Paul Sills, one of the founders of the improvisational comedy group the Second City, which hatched some of America’s best-known comedians, died Monday. He was 80.

Sills helped found the comedy institution in 1959, along with its precursor, the Compass Players. Second City helped launch the careers of John Belushi, Bill Murray, Gilda Radner, Mike Myers, and Stephen Colbert.

“Somehow he ended up making the careers of dozens and hundreds of other people,” the author of “Something Wonderful Right Away: An Oral History of The Second City and The Compass Players,” Jeffrey Sweet, said. “Not a year has gone by that somebody coming out of [Second City] hasn’t achieved major stardom.”

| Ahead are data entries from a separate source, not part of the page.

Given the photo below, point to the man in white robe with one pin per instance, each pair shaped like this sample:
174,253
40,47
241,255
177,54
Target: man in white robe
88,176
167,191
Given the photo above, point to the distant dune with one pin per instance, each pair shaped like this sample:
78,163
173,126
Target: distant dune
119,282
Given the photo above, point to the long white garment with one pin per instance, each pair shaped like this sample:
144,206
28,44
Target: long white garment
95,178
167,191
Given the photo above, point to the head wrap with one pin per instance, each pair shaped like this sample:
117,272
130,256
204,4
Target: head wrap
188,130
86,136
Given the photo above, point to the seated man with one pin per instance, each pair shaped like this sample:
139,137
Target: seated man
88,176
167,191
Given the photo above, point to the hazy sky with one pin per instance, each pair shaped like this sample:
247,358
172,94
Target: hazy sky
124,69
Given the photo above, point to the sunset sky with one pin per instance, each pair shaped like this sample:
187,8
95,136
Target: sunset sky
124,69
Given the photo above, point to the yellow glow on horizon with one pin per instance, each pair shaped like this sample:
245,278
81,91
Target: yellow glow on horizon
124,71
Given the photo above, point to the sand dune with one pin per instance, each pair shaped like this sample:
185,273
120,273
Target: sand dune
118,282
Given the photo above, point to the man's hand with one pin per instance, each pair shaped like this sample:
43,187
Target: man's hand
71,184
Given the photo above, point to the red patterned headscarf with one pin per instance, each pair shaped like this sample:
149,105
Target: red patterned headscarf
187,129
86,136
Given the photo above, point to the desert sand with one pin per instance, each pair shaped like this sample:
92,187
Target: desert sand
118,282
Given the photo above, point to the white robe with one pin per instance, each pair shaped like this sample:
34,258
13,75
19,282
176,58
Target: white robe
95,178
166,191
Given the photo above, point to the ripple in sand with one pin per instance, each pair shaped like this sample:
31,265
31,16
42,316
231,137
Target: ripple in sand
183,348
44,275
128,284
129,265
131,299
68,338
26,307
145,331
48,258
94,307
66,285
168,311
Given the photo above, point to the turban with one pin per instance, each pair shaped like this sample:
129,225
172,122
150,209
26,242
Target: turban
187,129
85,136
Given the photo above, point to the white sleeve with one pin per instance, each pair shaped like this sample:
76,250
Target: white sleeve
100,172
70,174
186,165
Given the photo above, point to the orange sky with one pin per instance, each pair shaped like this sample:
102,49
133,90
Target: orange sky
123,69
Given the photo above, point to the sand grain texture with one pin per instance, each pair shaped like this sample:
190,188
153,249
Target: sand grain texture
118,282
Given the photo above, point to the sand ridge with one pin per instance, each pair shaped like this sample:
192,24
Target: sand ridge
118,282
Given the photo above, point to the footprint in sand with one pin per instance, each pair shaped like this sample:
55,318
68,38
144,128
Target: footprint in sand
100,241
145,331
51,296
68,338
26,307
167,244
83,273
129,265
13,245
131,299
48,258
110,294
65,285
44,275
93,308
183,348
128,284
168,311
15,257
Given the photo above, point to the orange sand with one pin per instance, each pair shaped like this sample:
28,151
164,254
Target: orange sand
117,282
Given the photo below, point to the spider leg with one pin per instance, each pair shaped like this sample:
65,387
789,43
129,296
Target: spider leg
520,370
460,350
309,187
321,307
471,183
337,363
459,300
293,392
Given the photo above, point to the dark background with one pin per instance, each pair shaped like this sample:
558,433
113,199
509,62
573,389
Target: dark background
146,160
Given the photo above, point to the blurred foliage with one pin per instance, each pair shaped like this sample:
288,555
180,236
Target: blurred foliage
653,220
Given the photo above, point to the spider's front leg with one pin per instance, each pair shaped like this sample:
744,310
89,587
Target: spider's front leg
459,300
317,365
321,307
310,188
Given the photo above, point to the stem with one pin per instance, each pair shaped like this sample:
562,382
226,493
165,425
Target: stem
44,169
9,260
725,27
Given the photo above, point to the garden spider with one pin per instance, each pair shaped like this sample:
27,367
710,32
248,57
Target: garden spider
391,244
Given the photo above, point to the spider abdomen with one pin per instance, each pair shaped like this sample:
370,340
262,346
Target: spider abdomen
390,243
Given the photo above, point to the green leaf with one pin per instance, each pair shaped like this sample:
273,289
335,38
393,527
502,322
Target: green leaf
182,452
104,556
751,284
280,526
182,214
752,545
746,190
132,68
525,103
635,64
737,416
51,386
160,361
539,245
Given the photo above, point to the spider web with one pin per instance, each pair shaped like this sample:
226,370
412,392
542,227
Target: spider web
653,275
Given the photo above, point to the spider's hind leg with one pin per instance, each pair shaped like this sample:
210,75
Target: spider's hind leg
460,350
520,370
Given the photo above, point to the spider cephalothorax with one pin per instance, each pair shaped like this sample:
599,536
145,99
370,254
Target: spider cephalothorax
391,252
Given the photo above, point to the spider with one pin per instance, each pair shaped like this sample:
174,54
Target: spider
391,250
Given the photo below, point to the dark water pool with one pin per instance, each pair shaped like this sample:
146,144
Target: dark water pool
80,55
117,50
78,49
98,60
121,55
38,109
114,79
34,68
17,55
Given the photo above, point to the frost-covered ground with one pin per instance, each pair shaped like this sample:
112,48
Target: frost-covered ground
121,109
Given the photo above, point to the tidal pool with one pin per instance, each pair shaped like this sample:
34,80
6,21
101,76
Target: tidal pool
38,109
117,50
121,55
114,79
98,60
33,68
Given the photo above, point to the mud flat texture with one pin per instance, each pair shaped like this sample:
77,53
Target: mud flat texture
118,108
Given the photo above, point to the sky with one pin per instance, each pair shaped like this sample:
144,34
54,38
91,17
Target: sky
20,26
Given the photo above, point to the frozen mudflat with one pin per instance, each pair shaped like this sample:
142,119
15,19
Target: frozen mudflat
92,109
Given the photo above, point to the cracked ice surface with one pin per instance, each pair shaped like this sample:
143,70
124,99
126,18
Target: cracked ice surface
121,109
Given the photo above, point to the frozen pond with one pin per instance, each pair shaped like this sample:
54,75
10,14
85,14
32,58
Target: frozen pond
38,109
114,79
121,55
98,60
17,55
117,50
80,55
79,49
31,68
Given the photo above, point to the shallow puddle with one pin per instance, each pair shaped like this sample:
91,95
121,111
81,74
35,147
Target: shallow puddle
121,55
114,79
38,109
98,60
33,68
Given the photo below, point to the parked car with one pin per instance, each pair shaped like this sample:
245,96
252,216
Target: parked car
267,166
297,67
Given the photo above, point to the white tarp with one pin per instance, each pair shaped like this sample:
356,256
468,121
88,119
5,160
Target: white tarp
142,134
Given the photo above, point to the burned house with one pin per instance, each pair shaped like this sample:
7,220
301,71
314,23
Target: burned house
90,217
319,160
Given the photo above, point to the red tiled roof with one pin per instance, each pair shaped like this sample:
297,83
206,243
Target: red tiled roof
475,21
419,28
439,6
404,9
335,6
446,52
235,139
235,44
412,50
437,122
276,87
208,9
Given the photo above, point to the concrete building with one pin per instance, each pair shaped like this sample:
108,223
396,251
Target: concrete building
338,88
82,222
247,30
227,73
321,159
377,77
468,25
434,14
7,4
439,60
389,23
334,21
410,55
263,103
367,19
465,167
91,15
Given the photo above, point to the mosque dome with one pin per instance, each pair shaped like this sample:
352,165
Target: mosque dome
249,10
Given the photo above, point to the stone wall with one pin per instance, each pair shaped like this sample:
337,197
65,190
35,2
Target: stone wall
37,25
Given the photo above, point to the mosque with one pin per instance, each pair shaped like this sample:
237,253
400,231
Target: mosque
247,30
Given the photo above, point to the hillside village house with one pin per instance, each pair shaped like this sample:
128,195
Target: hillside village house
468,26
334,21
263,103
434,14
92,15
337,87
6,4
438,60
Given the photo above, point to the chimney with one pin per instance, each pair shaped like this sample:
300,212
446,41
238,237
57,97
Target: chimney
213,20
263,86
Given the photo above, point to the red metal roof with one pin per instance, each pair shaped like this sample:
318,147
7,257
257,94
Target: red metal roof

Even though Sills was not looking for commercial or financial success, Mr. Sweet said, he found both at Second City. The group celebrates its 50th anniversary next year with stages in Chicago, Cleveland, Detroit, Las Vegas, and Canada, and has a reputation for training actors who go on to NBC’s “Saturday Night Live” and Hollywood.

“I don’t think he even particularly wanted it to happen,” Mr. Sweet said. “He was never interested in product. He was always interested in the journey.”

Sills was inspired by his late mother, Viola Spolin, who created hundreds of improvisational games used to train generations of actors. Sills followed in her footsteps and was known as a guru of improvisation.

He also created the New Actors Workshop in New York in 1987, along with director Mike Nichols and colleague George Morrison.

Sills also is known for creating the popular Story Theatre format in the late 1960s and early 1970s, which focused on characters narrating their own stories. His play, “Story Theatre,” was nominated for a Tony Award in 1971.